News Release: Revised CRA Regulations Have Teeth, Encourage Community Resilience Investments

FOR IMMEDIATE RELEASE

October 24, 2023

CONTACT
William Pierre-Louis, Jr.
william@ourfinancialsecurity.org
(347) 499-7874

Revised CRA Regulations Have Teeth, Encourage Community Resilience Investments

Washington, D.C. — The Federal Reserve Board, the Office of the Comptroller of the Currency, and the Federal Deposit Insurance Corporation released a joint final rule to revise the regulations implementing the Community Reinvestment Act (CRA). This decision caps a long-awaited effort to modernize the rules to reflect the changing structure of the banking system and needs for community loans, investments, and services. 

The final rule includes new categories for community investment, including disaster preparedness and weather resiliency. It sets out a more rigorous rating criteria that aims to cut down the excessive grade inflation that has long allowed poor-performing banks to avoid accountability. The success of these changes will depend on rigorous implementation by the regulators.

“We appreciate the work of the regulators in modernizing the Community Reinvestment Act to take into account online banking, with additional provisions to hold banks accountable for fair lending violations and denying CRA credit to place-based initiatives that displace tenants,” said Caroline Nagy, senior policy counsel for housing, corporate power, and climate justice at Americans for Financial Reform Education Fund. “Nonetheless, we are disappointed at the lack of explicit race-based criteria to directly address harms caused by decades and decades of racist banking practices and the unwillingness of the regulators to expand their definition of displacement to all CRA-covered activity.”

Notably, banking regulators failed to update CRA regulations to use race as a factor in evaluating bank performance and identifying credit-eligible investments. While the final rule’s omission of race as a factor likely reflects current judicial interpretations regarding race-based policy, its exclusion fails to address the CRA’s original intent to redress harms from racist redlining and financial discrimination. 

“The CRA has been in desperate need of modernization, and its inclusion of ‘disaster preparedness and weather resiliency activities’ under ‘community development’ will help push climate investment towards vulnerable communities, and help banks understand which activities are eligible for CRA credit,” said Jessica Garcia, climate finance policy analyst at Americans for Financial Reform Education Fund. “Regulators and banks can better serve communities if they acknowledge growing climate risks and evaluate the full range of benefits conferred by resilience and clean energy investment, including climate mitigation, improved health outcomes, and energy savings.”

Eligible community development projects can now include green space for heat resilience, community solar, microgrid, and battery projects. Regulators will provide a non-exhaustive list of suitable activities under “disaster preparedness and weather resiliency” following this final CRA regulation.
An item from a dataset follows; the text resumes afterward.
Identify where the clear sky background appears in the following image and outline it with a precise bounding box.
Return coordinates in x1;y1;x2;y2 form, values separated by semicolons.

We note that the final rule substitutes the proposed term “climate resiliency” with “weather resiliency,” but it should be clear to all parties that weather disasters are increasing in frequency and severity due to climate change—partly due to banks’ continued financing of fossil fuel expansion—and that underserved communities face the highest risks. 
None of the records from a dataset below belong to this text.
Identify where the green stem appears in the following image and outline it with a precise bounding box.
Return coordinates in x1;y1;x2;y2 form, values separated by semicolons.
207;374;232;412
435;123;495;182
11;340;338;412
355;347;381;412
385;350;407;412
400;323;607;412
This rule, along with the Principles for Climate-related Financial Risk Management for Large Financial Institutions being finalized shortly, will be critical for aligning the financial system with safe and equitable climate investment needed to protect communities and ensure the successful implementation of the Inflation Reduction Act. A coordinated approach by regulators will enhance understanding and compliance, benefiting both consumers and banks.